Non moins que la nouvelle arme de l’écu, la fleur de lys rouge a une autre signification. Elle est rouge, non comme ecclésiastique, mais comme libre. Non comme Guelfe contre Gibelin, mais comme laboureur contre chevalier. — Il n’est plus son serf, mais son ministre. Son devoir n’est plus servitium, mais ministerium, mestier.

Dessinez donc ce lis rouge et fixez-le dans votre esprit comme le signe du grand changement dans le caractère de Florence, et dans ses lois, au milieu du XIIIe siècle, et rappelez-vous aussi lorsque vous irez à Florence et que vous verrez cette puissante tour du Palazzo Vecchio (noble encore en dépit des calamiteuses et maudites restaurations qui ont aplani son rude contour et effacé par des barbarismes modernes sa charmante sculpture).
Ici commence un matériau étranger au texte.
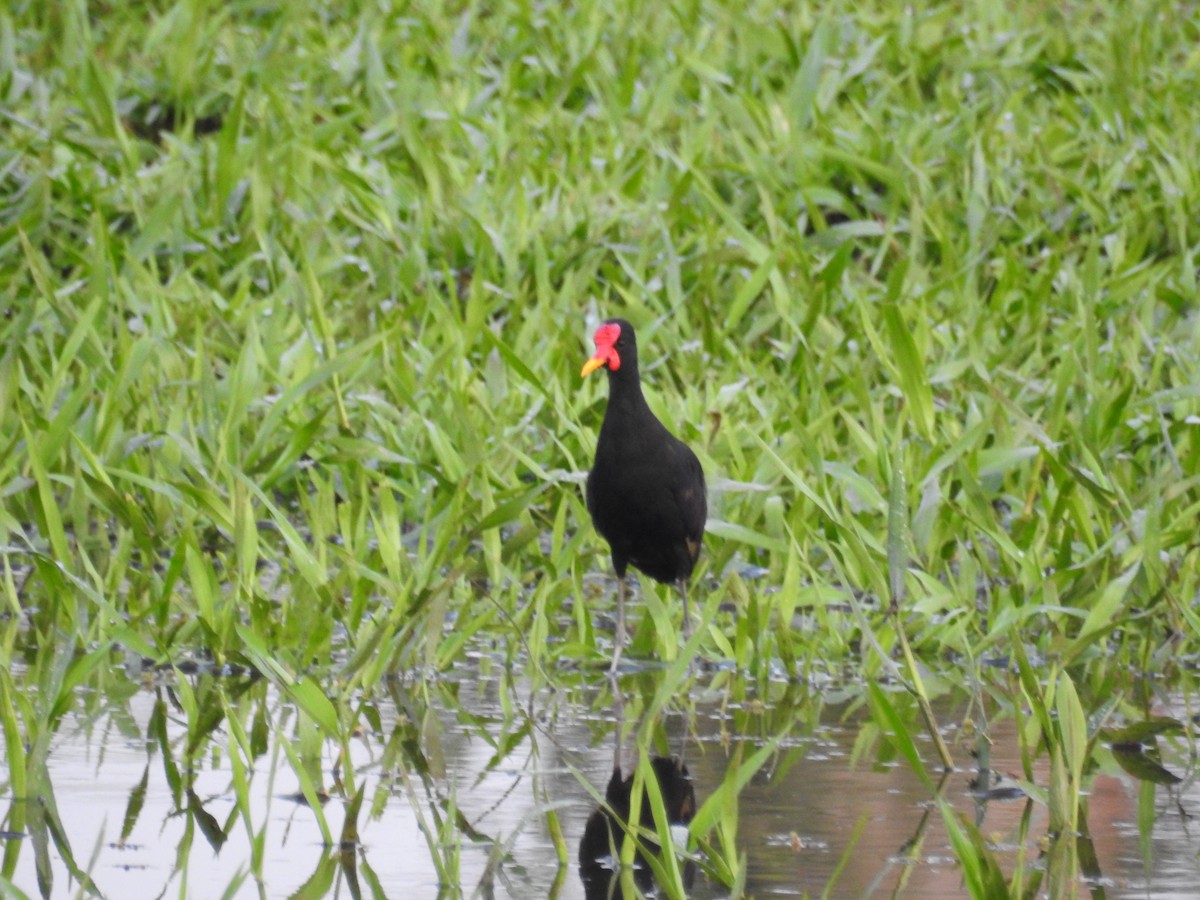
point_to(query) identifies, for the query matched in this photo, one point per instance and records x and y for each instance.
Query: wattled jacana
(646, 490)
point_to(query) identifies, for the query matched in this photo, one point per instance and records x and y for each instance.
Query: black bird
(646, 490)
(605, 827)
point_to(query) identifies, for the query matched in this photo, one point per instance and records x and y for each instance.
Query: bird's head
(613, 337)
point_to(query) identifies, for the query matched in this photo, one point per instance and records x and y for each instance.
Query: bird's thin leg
(618, 641)
(618, 705)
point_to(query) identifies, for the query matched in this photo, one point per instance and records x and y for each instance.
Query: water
(462, 747)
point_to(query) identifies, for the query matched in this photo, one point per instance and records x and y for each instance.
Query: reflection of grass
(294, 301)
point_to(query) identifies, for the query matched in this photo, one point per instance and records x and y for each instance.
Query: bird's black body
(646, 490)
(604, 831)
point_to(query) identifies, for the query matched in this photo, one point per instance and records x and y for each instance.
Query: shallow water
(829, 792)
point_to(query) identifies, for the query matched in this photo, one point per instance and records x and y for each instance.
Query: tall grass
(294, 299)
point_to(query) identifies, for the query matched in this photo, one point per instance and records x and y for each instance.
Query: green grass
(294, 299)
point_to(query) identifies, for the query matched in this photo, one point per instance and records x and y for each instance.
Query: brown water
(816, 801)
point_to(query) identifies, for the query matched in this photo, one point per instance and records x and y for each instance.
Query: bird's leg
(618, 641)
(618, 705)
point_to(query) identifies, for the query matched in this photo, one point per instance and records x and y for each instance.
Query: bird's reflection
(604, 833)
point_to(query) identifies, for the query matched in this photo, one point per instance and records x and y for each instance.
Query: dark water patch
(469, 772)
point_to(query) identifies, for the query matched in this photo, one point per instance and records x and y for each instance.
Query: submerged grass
(294, 300)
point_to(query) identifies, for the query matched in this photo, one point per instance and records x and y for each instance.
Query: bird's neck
(625, 396)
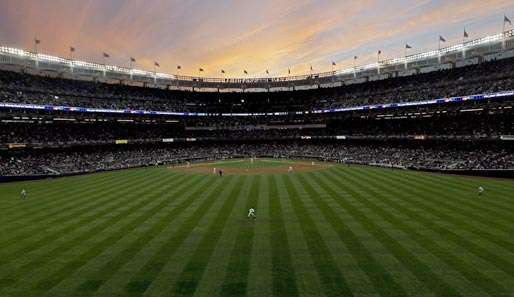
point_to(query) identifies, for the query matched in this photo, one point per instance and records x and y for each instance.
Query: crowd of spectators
(460, 124)
(476, 79)
(433, 156)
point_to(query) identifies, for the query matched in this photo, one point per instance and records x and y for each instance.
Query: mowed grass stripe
(194, 270)
(259, 278)
(382, 281)
(41, 189)
(498, 206)
(189, 194)
(236, 277)
(466, 269)
(77, 202)
(451, 235)
(439, 211)
(41, 206)
(449, 200)
(146, 275)
(95, 230)
(68, 226)
(332, 280)
(420, 270)
(73, 220)
(503, 188)
(116, 234)
(283, 275)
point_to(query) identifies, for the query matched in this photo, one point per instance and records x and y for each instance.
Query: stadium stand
(455, 114)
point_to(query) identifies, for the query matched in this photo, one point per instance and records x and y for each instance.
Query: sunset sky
(243, 34)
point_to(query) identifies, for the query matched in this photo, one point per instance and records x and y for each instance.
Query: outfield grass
(341, 231)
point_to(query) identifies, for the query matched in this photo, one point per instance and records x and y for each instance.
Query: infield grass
(340, 231)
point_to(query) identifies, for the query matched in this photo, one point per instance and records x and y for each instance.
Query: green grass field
(341, 231)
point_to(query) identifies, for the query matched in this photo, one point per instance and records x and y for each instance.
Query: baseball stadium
(391, 175)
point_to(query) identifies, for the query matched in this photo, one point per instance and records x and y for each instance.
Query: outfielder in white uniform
(251, 213)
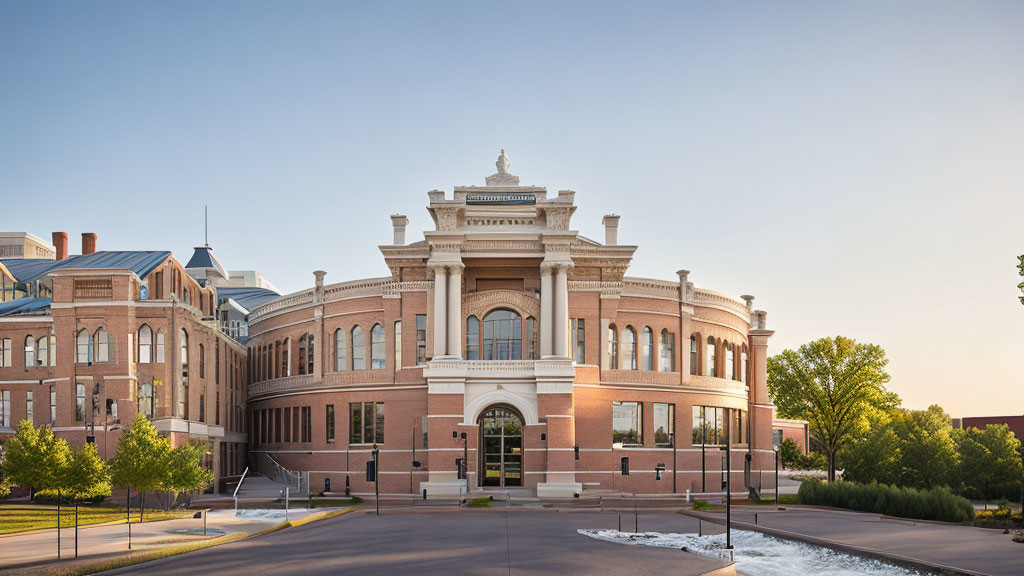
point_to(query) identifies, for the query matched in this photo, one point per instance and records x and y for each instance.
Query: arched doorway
(501, 445)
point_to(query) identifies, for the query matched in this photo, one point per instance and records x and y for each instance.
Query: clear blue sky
(858, 166)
Quand vous la verrez terminant la perspective ombrée des Uffizi, ou bien s’élevant sur la cité vue de Fiesole ou de Bellosguardo, — rappelez-vous que, comme la tour de Giotto est le monument le plus notable dans le monde de la religion en Europe, de même sur cette tour du Palazzo Vecchio, se déploya pour la première fois aux vents l’étendard du lis, enseigne de son commerce qui était libéral, — parce qu’il était honnête[1].
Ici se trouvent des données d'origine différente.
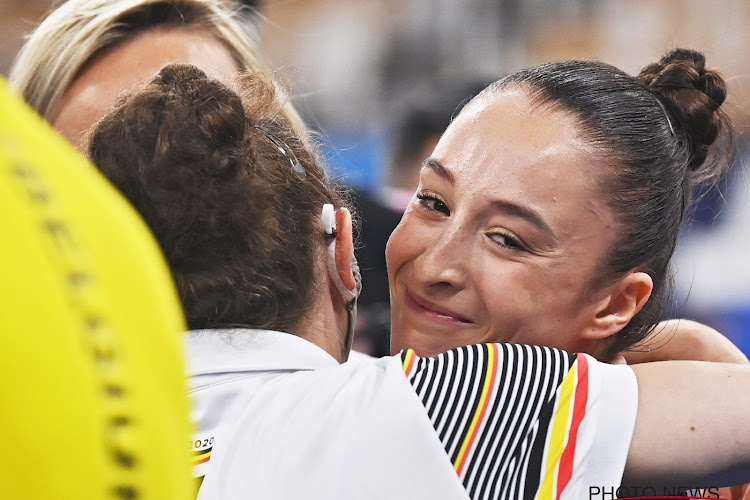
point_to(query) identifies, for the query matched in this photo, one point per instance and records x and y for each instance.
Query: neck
(326, 323)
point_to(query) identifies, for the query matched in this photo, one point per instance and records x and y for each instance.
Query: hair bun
(693, 94)
(198, 105)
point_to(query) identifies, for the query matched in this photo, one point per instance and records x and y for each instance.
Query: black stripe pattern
(507, 454)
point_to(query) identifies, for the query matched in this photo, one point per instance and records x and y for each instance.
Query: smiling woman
(550, 208)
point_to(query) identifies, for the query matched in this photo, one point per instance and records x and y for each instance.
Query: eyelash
(516, 243)
(425, 199)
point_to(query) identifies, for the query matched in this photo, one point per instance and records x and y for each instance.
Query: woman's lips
(433, 312)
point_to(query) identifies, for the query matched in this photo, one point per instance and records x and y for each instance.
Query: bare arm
(689, 340)
(693, 424)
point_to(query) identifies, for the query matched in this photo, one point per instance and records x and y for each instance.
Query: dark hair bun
(237, 223)
(693, 95)
(181, 137)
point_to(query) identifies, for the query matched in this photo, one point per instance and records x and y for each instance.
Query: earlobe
(344, 248)
(625, 300)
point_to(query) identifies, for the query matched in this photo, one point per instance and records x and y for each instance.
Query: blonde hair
(79, 30)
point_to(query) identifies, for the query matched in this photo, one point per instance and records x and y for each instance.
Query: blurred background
(380, 79)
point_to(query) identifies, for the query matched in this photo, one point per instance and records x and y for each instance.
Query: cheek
(532, 304)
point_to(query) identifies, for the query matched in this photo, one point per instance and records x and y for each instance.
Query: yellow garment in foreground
(92, 388)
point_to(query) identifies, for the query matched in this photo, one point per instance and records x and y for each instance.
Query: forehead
(131, 63)
(502, 146)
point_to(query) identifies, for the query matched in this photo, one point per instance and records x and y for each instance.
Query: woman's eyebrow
(525, 213)
(439, 169)
(504, 206)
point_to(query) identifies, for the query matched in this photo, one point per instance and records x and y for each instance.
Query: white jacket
(279, 418)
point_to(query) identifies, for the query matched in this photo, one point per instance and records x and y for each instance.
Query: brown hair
(658, 136)
(238, 225)
(77, 31)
Qui vient ainsi de parler ? Un historien ou un enlumineur ? un philosophe ou un paysagiste ? Qui parlera des laves et des roches siliceuses, des poudingues et des calcaires, des terrains stratifiés du Cumberland et de la marche des glaciers de Suisse ? Encore un peintre qui considère la science comme un paysage dont les lignes changent peu à peu sous la poussée des éléments, aux glissemens et aux renouveaux perpétuels, dont les lois s’expriment par des figures dans les nuages et par des figures dans les fleurs. Les religions lui apparaîtront de même comme des fresques de Primitifs où les vertus théologales s’imposent par de jolis gestes, où les dogmes se mesurent à la pureté des couleurs. Le cycle entier des idées et des choses est ainsi parcouru, le pinceau à la main. L’auteur pense en images, — ce que justement ne font pas certains grands peintres de son pays ; — et par là, plus que par ses dessins et ses aquarelles, il se trouve être réellement un pittore et l’un des plus pittoresques du Royaume-Uni. Cela est si vrai que, dans les mots mêmes dont il se sert pour traduire ses images, il ne trouve jamais qu’il y ait assez de couleur. Il n’est point satisfait de l’idée générale, amorphe, décolorée par un long usage, qu’ils offrent à l’esprit. Comme un peintre qui presse ses tubes pour leur faire rendre un peu plus de cobalt ou de vermillon, il secoue les vocables jusqu’à en faire sortir l’image

  1. Val d’Arno.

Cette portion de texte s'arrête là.